The pharaoh Akhenaton and Queen Nefertiti of Egypt making an offering to the sun god, Aton. The symbols in columns above their heads are hieroglyphics.
So writing, as we know it, seems to have come through three main stages. The first was the pictograph type of writing – If you wanted to write the word “sun,” you drew a picture of the sun like this:
Want to write “star”? Just draw
The second type of writing was the ideograph. Take the picture for the sun in the last paragraph. In ideographic writing, the drawing means not only the sun but also some of its characteristics. “Light,” “heat,” “brightness,” and “day” are examples of these new meanings. The picture of the star may also refer to heaven, or even God.
Ideographic writing is complicated. When you see a picture of the sun, how do you know whether it means “day” or “hot”? The drawing can have several different meanings. And then there is the problem of abstractions. How would you draw a picture of the words “truth” or “justice”?
The answer, of course, is the phonetic type of writing, such as we use now. Here we have symbols that stand for sounds, not things. We have twenty-six symbols in English—called the alphabet. Other Western languages have about the same number, give or take a few.
Many scholars think that all of the alphabets of the world are descendants of one original alphabet. This first alphabet was probably invented in either Syria or Palestine sometime between 1750 and 1500 B.C.
GRAPHOLOGY— THE BEGINNING
We no longer think that writing is a magic thing, but there are many people who think that handwriting can communicate much more than ideas. It can tell us, in detail about the personality of the writer, his or her physical and mental state, and about the subject’s career aptitudes. The technique of reading these things from handwriting is called graphology.
Graphology probably started about 1000 B.C. in China and Japan. We know that one of the most famous early believers was the Greek philosopher Aristotle. He once wrote that he could “define the soul of people by their way of writing.”
During the Middle Ages, Catholic monks practiced the art. Later, Shakespeare wrote: “Give me the handwriting of a woman, and I will tell you her character.” That’s not as easy to do today, as will be explained later.
The first known book on graphology was published in Florence, Italy, in 1622. The author was Camillo (or Camilio) Baldi, and the title of the book was De signis ex epistolis (rough translation: “The Meaning of Letters”). It had a subtitle: “Treating of How a Written Message May Reveal the Nature of Qualities of the Writer.” Baldi was a professor of medicine, philosophy, and logic at the University of Bologna. He traveled around from castle to castle analyzing the writing of the lords and ladies.

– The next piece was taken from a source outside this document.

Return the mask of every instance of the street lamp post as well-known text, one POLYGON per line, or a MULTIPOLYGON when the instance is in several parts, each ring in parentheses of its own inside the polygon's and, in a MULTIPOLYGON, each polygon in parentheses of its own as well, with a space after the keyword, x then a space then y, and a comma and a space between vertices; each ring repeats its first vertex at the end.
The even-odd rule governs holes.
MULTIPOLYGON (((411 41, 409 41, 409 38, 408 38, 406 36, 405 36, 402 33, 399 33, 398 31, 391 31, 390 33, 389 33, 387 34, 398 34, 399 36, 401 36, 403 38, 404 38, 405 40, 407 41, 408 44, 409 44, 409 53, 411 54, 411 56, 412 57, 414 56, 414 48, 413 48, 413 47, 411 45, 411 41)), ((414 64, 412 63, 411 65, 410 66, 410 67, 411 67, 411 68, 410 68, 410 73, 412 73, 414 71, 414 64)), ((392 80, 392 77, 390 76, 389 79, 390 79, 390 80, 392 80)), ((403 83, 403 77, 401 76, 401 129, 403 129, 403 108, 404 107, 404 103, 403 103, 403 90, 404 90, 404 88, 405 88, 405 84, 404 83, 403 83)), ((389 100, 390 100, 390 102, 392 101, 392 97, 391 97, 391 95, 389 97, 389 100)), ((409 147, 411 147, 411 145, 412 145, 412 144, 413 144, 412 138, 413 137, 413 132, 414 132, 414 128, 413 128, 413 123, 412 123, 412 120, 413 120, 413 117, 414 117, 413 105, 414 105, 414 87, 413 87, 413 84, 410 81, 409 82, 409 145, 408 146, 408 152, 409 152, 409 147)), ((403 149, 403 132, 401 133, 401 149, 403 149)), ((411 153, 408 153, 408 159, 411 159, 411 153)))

Serious study in graphology has started from the middle of the nineteenth century. It was then that Abbe Jean-Hippolyte Michon, a Frenchman, developed a set of handwriting signs. After that intensive research has been done by graphologists across the world to establish scientific basis for their findings.
CERTIFIED HANDWRITING ANALYSTS
Today, the truly professional analyst is called a Certified Handwriting Analyst. He or she can get certified by the Handwriting Analysts International(H.A.I) after the training which takes 2 to 3 years. Most of the graphologists are used by business and industry as consultants.
Obviously, one of the regrets that the society has is that there are hundreds of thousands of people who claim to be experts in graphology. They give the properly trained graphologist a bad name.